Thiamine Supplementation in Patients With Alcohol Use Disorder Presenting With Acute Critical Illness : A Nationwide Retrospective Observational Study

Link to article at PubMed

Ann Intern Med. 2022 Feb;175(2):191-197. doi: 10.7326/M21-2103. Epub 2021 Dec 7.

ABSTRACT

BACKGROUND: Thiamine supplementation is recommended for patients with alcohol use disorder (AUD). The authors hypothesize that critically ill patients with AUD are commonly not given thiamine supplementation.

OBJECTIVE: To describe thiamine supplementation incidence in patients with AUD and various critical illnesses (alcohol withdrawal, septic shock, traumatic brain injury [TBI], and diabetic ketoacidosis [DKA]) in the United States.

DESIGN: Retrospective observational study.

SETTING: Cerner Health Facts database.

PATIENTS: Adult patients with a diagnosis of AUD who were admitted to the intensive care unit with alcohol withdrawal, septic shock, TBI, or DKA between 2010 and 2017.

MEASUREMENTS: Incidence and predicted probability of thiamine supplementation in alcohol withdrawal and other critical illnesses.
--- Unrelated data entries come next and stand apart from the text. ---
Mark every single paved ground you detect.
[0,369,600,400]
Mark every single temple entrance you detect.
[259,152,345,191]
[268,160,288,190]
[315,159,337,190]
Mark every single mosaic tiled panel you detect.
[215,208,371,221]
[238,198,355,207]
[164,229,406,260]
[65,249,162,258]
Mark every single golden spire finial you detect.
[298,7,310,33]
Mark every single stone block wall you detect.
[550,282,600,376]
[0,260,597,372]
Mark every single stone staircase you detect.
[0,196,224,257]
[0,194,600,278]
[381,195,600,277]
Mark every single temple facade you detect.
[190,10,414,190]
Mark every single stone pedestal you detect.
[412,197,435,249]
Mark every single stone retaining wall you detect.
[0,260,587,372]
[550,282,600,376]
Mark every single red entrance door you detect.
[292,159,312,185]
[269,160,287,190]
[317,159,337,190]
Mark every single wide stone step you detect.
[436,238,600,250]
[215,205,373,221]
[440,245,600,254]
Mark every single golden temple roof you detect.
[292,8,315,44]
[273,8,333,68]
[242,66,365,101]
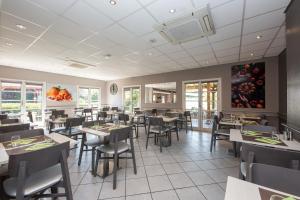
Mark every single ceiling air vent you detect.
[66,59,96,69]
[154,6,215,44]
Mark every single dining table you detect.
[230,129,300,151]
[225,176,300,200]
[78,123,128,178]
[0,133,78,167]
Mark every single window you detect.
[78,87,101,108]
[1,81,22,113]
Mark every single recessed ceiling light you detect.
[16,24,26,30]
[109,0,117,5]
[169,9,176,13]
[104,54,111,60]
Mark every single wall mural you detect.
[231,62,265,108]
[46,83,77,106]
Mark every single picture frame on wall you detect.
[231,62,266,109]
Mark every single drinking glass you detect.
[11,135,21,147]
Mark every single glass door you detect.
[123,87,141,113]
[185,80,220,131]
[25,83,43,124]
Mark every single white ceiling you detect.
[0,0,289,80]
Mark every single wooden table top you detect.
[230,129,300,151]
[225,176,300,200]
[0,133,78,165]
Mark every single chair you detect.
[111,107,119,111]
[59,117,85,140]
[82,108,93,121]
[118,113,129,125]
[1,119,19,124]
[0,114,8,120]
[78,121,105,174]
[146,117,171,152]
[240,143,300,179]
[0,123,30,134]
[131,112,147,137]
[97,111,112,122]
[243,125,276,133]
[51,110,65,118]
[3,142,73,200]
[95,127,137,189]
[248,163,300,196]
[210,115,230,152]
[0,129,44,142]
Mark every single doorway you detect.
[184,79,221,131]
[123,86,141,113]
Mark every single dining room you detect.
[0,0,300,200]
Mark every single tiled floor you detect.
[69,129,238,200]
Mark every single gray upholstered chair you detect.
[3,142,73,200]
[243,125,276,133]
[210,115,230,152]
[248,163,300,196]
[0,129,44,142]
[78,121,105,174]
[146,117,171,152]
[240,143,300,179]
[0,123,30,134]
[1,119,20,124]
[94,127,137,189]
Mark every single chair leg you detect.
[159,136,162,152]
[210,135,214,152]
[92,147,96,176]
[146,133,150,149]
[78,136,84,166]
[50,187,58,200]
[94,151,101,176]
[113,155,118,189]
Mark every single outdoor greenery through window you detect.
[1,81,22,113]
[123,87,141,113]
[78,87,101,108]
RESULTS: The study included 14 998 patients with AUD. Mean age was 52.2 years, 77% of participants were male, and in-hospital mortality was 9%. Overall, 7689 patients (51%) received thiamine supplementation. The incidence of thiamine supplementation was 59% for alcohol withdrawal, 26% for septic shock, 41% for TBI, and 24% for DKA. Most of those receiving thiamine (n = 3957 [52%]) received it within 12 hours of presentation in the emergency department. The predominant route of thiamine administration was enteral (n = 3119 [41%]).

LIMITATION: Specific dosing and duration were not completely captured.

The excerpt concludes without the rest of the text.